De la préfacière, je rappelle le dernier ouvrage : La suite de l’Histoire. Actrices, créatrices, le-modele-redevenu-sujet-legalite-et-la-creation/.

« Tout a été dit. Et continue de se dire et se dira aussi longtemps qu’il le faudra », En ouverture, Reine Prat parle de la litanie des chiffres attestant des inégalités entre les femmes et les hommes, des révélations des violences exercées sur des femmes parce qu’elles sont des femmes, du secteur des arts et de la culture et de la force des représentations, de ses rapports écrits en 2006 et 2009, des liens inextricables entre sexisme et racisme, de toutes les inégalités et de toutes les violences, des approches pluridimensionnelles, de non-mixité politique, des acquis qui ne sont jamais acquis…

« C’est pourquoi je décide d’écrire à nouveau. Plus libre, ma parole sera plus radicale. Je me suis en effet, sur ces questions, « radicalisée », pour rendre son sens premier à ce mot aujourd’hui confisqué : il faut prendre les choses à la racine. Il ne s’agit plus d’aménagements ni de ménagements ».

L’autrice insiste, il faut se défaire « de l’idée qu’on peut laisser du temps au temps ». Elle souligne la réalité et la puissance des « réticences et des résistances », la nécessité de la volonté politique, « C’est tout, tout de suite, qu’il nous fut exiger. 50/50, demain matin. C’est possible ». Elle fait sienne des analyses de Geneviève Fraisse, « l’émancipation n’est pas un ailleurs, un lieu d’utopie à identifier. Elle se fait plutôt dans un affrontement avec les repères conceptuels et imaginaires de l’histoire commune. Car il s’agit de dérégler la machinerie, de la dérégler pour rendre d’autres histoires possibles ».

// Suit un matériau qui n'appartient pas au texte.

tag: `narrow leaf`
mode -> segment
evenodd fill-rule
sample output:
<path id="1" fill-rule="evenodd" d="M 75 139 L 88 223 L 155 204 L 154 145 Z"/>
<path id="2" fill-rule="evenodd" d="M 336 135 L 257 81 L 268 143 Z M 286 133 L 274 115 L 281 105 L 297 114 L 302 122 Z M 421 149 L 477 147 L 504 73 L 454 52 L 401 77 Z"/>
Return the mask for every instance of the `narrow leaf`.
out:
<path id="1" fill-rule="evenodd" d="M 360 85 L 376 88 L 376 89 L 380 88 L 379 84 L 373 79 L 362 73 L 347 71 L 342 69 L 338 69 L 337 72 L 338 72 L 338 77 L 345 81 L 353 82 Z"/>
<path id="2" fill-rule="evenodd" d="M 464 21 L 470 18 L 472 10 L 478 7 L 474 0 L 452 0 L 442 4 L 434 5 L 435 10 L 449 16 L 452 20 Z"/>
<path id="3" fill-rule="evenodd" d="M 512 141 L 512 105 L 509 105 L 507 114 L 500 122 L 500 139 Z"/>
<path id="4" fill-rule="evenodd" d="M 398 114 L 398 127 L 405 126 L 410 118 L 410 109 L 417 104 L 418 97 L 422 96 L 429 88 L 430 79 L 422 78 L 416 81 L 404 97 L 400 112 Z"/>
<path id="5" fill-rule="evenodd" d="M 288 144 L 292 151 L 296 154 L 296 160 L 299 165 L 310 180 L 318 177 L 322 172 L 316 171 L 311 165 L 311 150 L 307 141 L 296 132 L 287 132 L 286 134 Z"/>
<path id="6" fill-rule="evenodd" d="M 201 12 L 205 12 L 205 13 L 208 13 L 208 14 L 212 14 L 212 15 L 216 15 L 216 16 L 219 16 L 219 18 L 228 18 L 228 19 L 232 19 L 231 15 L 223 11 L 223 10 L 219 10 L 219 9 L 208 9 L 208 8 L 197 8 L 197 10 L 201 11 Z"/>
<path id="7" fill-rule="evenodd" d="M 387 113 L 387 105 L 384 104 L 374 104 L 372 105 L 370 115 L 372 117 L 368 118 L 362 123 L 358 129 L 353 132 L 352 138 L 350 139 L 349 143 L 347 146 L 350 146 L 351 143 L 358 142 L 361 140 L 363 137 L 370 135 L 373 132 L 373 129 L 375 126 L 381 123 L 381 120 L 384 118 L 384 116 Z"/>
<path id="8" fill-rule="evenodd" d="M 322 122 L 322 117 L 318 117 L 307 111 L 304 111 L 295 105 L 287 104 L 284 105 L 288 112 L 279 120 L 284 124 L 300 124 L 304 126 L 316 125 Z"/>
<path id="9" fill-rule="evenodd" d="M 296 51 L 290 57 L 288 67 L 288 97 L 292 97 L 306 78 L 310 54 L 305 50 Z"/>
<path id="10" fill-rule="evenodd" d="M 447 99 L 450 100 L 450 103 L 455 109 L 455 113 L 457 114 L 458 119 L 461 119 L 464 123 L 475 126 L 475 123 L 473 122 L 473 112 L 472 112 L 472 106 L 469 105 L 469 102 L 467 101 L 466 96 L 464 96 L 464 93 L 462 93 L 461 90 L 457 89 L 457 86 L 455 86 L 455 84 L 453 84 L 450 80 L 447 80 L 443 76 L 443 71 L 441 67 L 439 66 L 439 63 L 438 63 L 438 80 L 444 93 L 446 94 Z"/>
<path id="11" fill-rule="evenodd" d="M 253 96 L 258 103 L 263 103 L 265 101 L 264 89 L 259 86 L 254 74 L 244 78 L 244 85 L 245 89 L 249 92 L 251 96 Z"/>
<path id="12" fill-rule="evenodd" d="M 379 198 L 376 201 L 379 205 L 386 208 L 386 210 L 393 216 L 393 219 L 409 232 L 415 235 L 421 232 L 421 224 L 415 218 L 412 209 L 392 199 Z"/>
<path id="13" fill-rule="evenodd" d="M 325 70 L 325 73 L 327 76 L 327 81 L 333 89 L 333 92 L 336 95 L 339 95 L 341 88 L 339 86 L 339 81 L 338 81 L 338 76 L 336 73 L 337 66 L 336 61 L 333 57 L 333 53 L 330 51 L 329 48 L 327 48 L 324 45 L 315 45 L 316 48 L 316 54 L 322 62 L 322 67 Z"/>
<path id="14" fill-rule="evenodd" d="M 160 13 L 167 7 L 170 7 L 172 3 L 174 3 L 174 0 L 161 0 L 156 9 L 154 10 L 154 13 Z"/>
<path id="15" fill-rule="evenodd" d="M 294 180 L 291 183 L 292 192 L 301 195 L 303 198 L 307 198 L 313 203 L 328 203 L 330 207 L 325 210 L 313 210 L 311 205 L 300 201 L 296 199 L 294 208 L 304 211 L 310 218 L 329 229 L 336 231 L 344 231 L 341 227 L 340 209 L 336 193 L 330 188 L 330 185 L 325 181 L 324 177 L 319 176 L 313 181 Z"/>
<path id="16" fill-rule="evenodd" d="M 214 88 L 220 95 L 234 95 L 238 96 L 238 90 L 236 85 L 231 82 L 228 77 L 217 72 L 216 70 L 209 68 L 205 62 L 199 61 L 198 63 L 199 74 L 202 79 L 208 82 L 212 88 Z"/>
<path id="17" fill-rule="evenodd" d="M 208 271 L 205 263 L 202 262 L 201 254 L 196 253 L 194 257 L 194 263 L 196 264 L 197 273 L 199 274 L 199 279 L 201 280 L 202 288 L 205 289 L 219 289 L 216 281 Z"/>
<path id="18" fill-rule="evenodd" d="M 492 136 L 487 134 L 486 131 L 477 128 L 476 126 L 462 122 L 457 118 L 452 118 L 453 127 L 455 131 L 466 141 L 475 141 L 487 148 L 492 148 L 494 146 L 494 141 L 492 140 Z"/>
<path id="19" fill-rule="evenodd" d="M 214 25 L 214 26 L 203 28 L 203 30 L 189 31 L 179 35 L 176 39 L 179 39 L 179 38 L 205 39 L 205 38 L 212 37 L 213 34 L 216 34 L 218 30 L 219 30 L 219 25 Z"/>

Reine Prat termine cette ouverture : « C’est ici et maintenant que nous voulons que nos désirs s’incarnent, qu’on en finisse avec les assignations identitaires, que nos vies vaillent la peine d’être vécues, qu’on ne meure pas de l’avoir voulu, que les lois, du moins celles de notre République, soient respectées et que justice soit faite afin que plus jamais le masculin ne l’emporte sur le féminin ».

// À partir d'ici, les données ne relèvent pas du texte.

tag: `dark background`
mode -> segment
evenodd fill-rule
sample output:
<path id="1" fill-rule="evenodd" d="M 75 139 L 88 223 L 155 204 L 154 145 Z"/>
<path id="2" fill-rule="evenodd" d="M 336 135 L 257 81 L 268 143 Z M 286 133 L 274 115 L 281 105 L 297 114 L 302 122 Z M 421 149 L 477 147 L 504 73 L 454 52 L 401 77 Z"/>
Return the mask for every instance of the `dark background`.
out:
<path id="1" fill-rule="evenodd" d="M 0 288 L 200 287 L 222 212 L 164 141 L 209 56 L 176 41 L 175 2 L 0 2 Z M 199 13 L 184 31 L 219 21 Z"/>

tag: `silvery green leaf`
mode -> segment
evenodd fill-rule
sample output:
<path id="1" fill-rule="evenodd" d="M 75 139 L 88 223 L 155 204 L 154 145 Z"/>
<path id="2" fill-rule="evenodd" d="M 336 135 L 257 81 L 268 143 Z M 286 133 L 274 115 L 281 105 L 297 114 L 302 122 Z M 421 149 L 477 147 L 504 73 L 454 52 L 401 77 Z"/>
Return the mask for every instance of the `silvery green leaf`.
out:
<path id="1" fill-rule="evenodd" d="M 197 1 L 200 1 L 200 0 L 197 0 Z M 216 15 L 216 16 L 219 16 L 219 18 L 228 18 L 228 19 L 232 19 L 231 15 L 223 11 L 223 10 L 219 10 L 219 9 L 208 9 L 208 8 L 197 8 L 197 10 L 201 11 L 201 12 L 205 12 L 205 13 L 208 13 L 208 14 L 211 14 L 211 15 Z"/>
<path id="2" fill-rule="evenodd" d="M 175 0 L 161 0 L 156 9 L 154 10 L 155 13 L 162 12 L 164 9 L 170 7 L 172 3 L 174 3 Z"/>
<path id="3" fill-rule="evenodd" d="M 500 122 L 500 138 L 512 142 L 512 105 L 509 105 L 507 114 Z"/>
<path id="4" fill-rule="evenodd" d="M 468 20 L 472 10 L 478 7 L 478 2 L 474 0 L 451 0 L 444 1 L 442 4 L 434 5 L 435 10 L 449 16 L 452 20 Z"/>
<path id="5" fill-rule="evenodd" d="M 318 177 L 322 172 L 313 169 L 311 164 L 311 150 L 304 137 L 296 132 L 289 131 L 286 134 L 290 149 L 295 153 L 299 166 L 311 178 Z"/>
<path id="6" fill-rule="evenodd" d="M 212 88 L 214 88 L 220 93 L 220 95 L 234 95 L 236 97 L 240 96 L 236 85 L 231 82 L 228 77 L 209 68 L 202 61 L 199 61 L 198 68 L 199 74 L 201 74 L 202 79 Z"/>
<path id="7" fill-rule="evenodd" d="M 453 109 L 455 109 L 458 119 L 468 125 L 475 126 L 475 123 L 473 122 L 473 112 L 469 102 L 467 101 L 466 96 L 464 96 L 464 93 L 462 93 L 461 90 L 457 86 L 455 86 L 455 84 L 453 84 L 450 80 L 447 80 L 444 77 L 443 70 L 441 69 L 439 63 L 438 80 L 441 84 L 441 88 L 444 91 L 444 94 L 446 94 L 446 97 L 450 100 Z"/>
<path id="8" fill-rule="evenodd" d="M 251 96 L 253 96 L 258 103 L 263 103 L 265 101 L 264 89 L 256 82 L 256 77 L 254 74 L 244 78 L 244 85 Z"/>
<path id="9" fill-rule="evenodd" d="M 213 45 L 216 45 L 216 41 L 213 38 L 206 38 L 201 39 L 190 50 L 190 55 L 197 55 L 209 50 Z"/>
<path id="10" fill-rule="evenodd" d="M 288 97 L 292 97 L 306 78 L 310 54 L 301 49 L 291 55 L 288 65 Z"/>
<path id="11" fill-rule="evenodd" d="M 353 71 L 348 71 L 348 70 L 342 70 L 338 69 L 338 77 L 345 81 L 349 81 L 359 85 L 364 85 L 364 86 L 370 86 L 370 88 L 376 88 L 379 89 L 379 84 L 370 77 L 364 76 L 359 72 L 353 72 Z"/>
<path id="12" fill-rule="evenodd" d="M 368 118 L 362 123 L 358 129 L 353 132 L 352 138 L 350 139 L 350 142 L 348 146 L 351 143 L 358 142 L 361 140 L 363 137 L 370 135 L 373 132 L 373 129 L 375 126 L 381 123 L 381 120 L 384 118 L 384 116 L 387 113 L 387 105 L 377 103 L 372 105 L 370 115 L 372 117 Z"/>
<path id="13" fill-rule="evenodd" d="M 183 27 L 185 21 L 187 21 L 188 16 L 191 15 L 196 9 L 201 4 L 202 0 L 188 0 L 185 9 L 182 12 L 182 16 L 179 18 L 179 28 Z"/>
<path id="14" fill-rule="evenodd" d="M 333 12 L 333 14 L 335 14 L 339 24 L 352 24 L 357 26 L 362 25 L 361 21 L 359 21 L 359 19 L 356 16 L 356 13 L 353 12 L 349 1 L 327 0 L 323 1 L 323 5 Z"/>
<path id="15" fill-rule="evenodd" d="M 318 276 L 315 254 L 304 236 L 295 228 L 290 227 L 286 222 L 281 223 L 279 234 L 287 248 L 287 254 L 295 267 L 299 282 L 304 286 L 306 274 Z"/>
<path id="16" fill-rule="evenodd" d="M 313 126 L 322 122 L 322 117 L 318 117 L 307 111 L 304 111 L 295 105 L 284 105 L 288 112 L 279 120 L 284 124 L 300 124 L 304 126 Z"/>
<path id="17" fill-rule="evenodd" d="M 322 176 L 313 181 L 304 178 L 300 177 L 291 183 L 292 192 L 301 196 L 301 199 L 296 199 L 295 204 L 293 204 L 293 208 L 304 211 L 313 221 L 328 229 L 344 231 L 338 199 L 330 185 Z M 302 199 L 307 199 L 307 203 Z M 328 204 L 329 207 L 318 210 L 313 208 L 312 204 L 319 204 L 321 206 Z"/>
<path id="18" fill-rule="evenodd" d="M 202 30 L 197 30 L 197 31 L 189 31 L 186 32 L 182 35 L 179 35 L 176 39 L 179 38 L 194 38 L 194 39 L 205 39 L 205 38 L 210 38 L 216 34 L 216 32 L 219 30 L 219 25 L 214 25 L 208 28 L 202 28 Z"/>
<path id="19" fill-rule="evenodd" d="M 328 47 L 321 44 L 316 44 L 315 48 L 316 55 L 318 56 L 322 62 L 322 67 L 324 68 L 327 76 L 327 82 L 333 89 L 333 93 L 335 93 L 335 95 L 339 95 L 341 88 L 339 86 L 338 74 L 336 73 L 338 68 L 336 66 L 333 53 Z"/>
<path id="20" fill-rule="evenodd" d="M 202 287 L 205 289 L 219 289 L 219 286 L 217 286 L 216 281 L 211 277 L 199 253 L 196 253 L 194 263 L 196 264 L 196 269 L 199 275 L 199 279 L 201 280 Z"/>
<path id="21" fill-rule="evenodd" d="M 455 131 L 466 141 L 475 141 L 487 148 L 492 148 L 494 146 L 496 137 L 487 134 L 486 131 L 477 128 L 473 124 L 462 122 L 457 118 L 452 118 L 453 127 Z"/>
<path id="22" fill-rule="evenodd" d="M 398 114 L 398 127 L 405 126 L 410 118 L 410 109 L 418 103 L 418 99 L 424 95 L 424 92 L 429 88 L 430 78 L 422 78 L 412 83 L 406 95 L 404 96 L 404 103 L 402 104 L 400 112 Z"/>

Le titre de cette note est extrait de cette ouverture.

 

Le premier chapitre s’intitule « Réécrire l’histoire, libérez la langue française ». Reine Prat discute des processus ayant écarté les femmes des cercles de pouvoir et de savoir, d’une certaine construction de langue et de l’histoire, de l’effacement des femmes, de constance de leur travail. A juste titre, elle conteste les présentations historiques du féminisme en termes de « vagues » ou de « génération ». L’autrice discute, entre autres de la réintégration de la part effacée de l’histoire, de la masculinisation de la langue en revenant sur les travaux d’Eliane Viennot, de la virulence de la réaction aux règles de l’écriture dite inclusive. Il y a aura donc des accords de proximité, des accords selon le sens, des épicènes, des metteuses en scènes, des autrices, et pourquoi pas des peintresses ou des poétesses, non pour féminiser la langue française mais simplement pour la démasculiniser.

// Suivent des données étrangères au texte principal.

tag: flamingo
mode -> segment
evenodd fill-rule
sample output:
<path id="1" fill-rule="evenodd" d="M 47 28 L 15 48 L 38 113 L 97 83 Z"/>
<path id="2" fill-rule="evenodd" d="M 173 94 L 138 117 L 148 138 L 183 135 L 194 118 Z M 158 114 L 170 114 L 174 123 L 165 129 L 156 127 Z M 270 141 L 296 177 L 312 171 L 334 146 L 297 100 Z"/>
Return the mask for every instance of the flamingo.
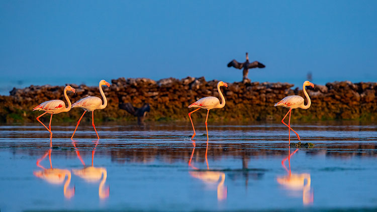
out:
<path id="1" fill-rule="evenodd" d="M 96 152 L 96 148 L 97 147 L 97 145 L 98 145 L 98 140 L 99 140 L 97 139 L 95 142 L 96 145 L 95 146 L 93 150 L 91 151 L 91 166 L 88 167 L 85 165 L 85 162 L 84 162 L 82 158 L 81 158 L 80 156 L 80 152 L 76 147 L 75 141 L 73 141 L 72 142 L 76 151 L 76 154 L 77 155 L 77 158 L 78 158 L 82 165 L 84 166 L 83 168 L 81 169 L 73 169 L 72 172 L 75 175 L 81 177 L 87 182 L 98 182 L 102 177 L 102 180 L 100 183 L 100 185 L 98 187 L 98 195 L 100 198 L 103 199 L 109 197 L 110 189 L 109 186 L 108 186 L 106 189 L 104 189 L 105 188 L 104 187 L 108 176 L 108 172 L 106 170 L 106 168 L 103 167 L 95 167 L 93 166 L 94 155 Z"/>
<path id="2" fill-rule="evenodd" d="M 288 96 L 288 97 L 286 97 L 284 99 L 282 99 L 280 102 L 275 104 L 274 105 L 275 107 L 278 106 L 282 106 L 284 107 L 290 108 L 290 110 L 288 111 L 288 113 L 287 113 L 285 116 L 284 116 L 284 118 L 281 119 L 281 123 L 288 127 L 288 136 L 289 140 L 289 144 L 290 145 L 291 144 L 291 130 L 296 134 L 299 140 L 301 140 L 300 139 L 300 136 L 299 135 L 299 134 L 291 127 L 291 112 L 292 112 L 293 109 L 300 108 L 301 109 L 306 110 L 310 107 L 310 105 L 312 104 L 312 102 L 310 101 L 309 96 L 308 95 L 308 93 L 307 93 L 306 90 L 305 90 L 305 86 L 310 86 L 312 88 L 314 88 L 314 84 L 309 81 L 307 81 L 304 82 L 304 85 L 303 85 L 303 91 L 304 91 L 304 94 L 305 95 L 306 99 L 308 100 L 308 104 L 306 105 L 304 105 L 304 98 L 300 96 L 297 95 Z M 287 115 L 288 115 L 288 113 L 290 114 L 290 119 L 288 121 L 288 124 L 287 125 L 284 122 L 284 119 L 287 117 Z"/>
<path id="3" fill-rule="evenodd" d="M 52 115 L 56 114 L 62 112 L 68 112 L 71 109 L 71 101 L 69 101 L 69 99 L 68 98 L 68 96 L 67 96 L 67 91 L 72 91 L 73 93 L 75 93 L 75 89 L 69 86 L 67 86 L 64 88 L 64 91 L 63 92 L 64 94 L 64 97 L 65 97 L 65 99 L 68 102 L 68 107 L 66 108 L 65 107 L 65 103 L 64 103 L 64 102 L 56 99 L 43 102 L 33 108 L 33 111 L 34 110 L 42 110 L 42 111 L 45 111 L 45 112 L 42 113 L 42 115 L 37 117 L 37 120 L 40 122 L 42 125 L 46 127 L 46 128 L 47 129 L 47 130 L 50 132 L 50 146 L 52 146 L 52 132 L 51 131 L 51 120 L 52 120 Z M 50 124 L 48 125 L 49 128 L 47 128 L 47 127 L 46 126 L 42 121 L 39 120 L 39 118 L 46 113 L 51 114 L 51 116 L 50 118 Z"/>
<path id="4" fill-rule="evenodd" d="M 288 156 L 281 161 L 281 166 L 287 171 L 288 174 L 286 176 L 278 176 L 276 180 L 279 184 L 283 185 L 285 188 L 291 190 L 303 191 L 303 203 L 307 205 L 313 203 L 314 195 L 312 189 L 310 187 L 311 177 L 309 173 L 292 173 L 291 171 L 291 157 L 295 154 L 299 149 L 291 154 L 291 147 L 288 151 Z M 284 164 L 284 162 L 288 160 L 289 171 Z M 305 184 L 306 182 L 306 184 Z"/>
<path id="5" fill-rule="evenodd" d="M 194 127 L 193 119 L 191 119 L 191 114 L 198 111 L 201 108 L 208 110 L 205 123 L 206 130 L 207 130 L 207 140 L 208 139 L 208 128 L 207 127 L 207 121 L 208 119 L 208 114 L 210 113 L 210 110 L 213 108 L 222 108 L 225 106 L 225 99 L 224 98 L 224 95 L 223 95 L 223 93 L 221 93 L 221 90 L 220 89 L 221 86 L 225 86 L 228 88 L 228 84 L 223 81 L 220 81 L 217 83 L 217 90 L 219 91 L 219 93 L 221 97 L 221 104 L 220 104 L 219 99 L 211 96 L 202 98 L 189 106 L 189 108 L 192 107 L 199 108 L 189 113 L 189 117 L 190 118 L 191 124 L 193 125 L 193 129 L 194 130 L 194 134 L 191 137 L 192 139 L 194 138 L 194 137 L 195 136 L 196 133 L 195 133 L 195 128 Z"/>
<path id="6" fill-rule="evenodd" d="M 207 153 L 208 152 L 208 140 L 207 142 L 207 147 L 206 148 L 206 162 L 207 163 L 207 171 L 200 171 L 199 169 L 194 166 L 191 163 L 194 156 L 194 153 L 195 151 L 195 140 L 192 140 L 194 148 L 193 152 L 191 154 L 190 160 L 189 161 L 189 166 L 193 168 L 196 171 L 190 171 L 189 174 L 193 177 L 199 179 L 205 184 L 212 185 L 217 184 L 217 199 L 218 200 L 223 200 L 226 199 L 227 196 L 228 188 L 224 186 L 224 183 L 225 181 L 225 173 L 219 171 L 214 171 L 210 170 L 208 166 L 208 158 L 207 158 Z M 221 179 L 221 180 L 220 180 Z M 220 180 L 220 181 L 219 181 Z"/>
<path id="7" fill-rule="evenodd" d="M 46 169 L 39 164 L 41 161 L 43 160 L 48 154 L 50 159 L 50 169 Z M 60 169 L 52 168 L 51 163 L 51 149 L 50 149 L 42 157 L 42 158 L 37 160 L 37 166 L 43 169 L 43 170 L 34 171 L 33 174 L 36 177 L 39 177 L 51 184 L 60 184 L 63 183 L 65 176 L 67 176 L 67 179 L 64 183 L 63 188 L 63 192 L 64 197 L 67 198 L 70 198 L 74 195 L 75 188 L 69 188 L 68 187 L 69 183 L 71 182 L 72 174 L 71 172 L 67 169 Z"/>
<path id="8" fill-rule="evenodd" d="M 257 61 L 254 61 L 250 63 L 249 62 L 249 54 L 246 52 L 246 61 L 244 62 L 238 62 L 235 59 L 233 59 L 228 63 L 228 67 L 233 66 L 236 68 L 241 69 L 243 68 L 243 78 L 242 80 L 247 79 L 247 74 L 249 74 L 249 69 L 255 67 L 263 68 L 266 66 Z"/>
<path id="9" fill-rule="evenodd" d="M 102 98 L 104 99 L 103 104 L 102 104 L 102 100 L 100 98 L 97 97 L 89 96 L 77 101 L 72 105 L 72 107 L 79 107 L 82 108 L 84 110 L 84 113 L 82 113 L 82 115 L 81 115 L 80 119 L 78 119 L 77 125 L 76 125 L 76 128 L 74 129 L 73 134 L 72 134 L 72 136 L 71 136 L 71 139 L 73 138 L 73 135 L 74 135 L 74 133 L 76 132 L 76 130 L 77 129 L 77 127 L 80 124 L 80 121 L 81 120 L 81 119 L 82 118 L 82 117 L 86 111 L 91 111 L 91 125 L 93 126 L 95 131 L 96 131 L 96 134 L 97 134 L 98 139 L 100 139 L 100 136 L 98 136 L 98 133 L 97 133 L 97 130 L 96 129 L 96 126 L 95 126 L 94 124 L 94 110 L 104 109 L 108 105 L 108 100 L 106 99 L 106 97 L 105 96 L 104 91 L 102 90 L 102 86 L 104 85 L 110 87 L 110 84 L 104 80 L 100 81 L 100 93 L 101 93 L 101 96 L 102 96 Z"/>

Femme, homme. « L’égalité parfaite, ici et maintenant, n’est concevable qu’entre semblables. La différence implique automatiquement un système hiérarchique, producteur de violences autant que produit par la violence. L’équivalence dans la différence est une notion qui semble inaccessible à l’imaginaire commun ». La première fonction des catégories « est d’assigner des personnes à des spécificités qui les excluent de la catégorie des égaux/semblables ». L’autrice aborde, entre autres, la distribution sexuée des rôles et des fonctions, l’absence de unes dans les représentations ou leurs images négatives, le sexisme et le racisme au cœur du fonctionnement de nos sociétés, les inégalités, le quotidien fait « de petites vexations, d’absence d’écoute, de non considération », les gestes et les paroles, les coutumes de sociabilité, les diktats imposant ou interdisant tel ou tel vêtement, la supposé l’altérité/complémentarité entre hommes et femmes, la nécessité de connaître les inégalités pour pouvoir les corriger, les politiques institutionnelles…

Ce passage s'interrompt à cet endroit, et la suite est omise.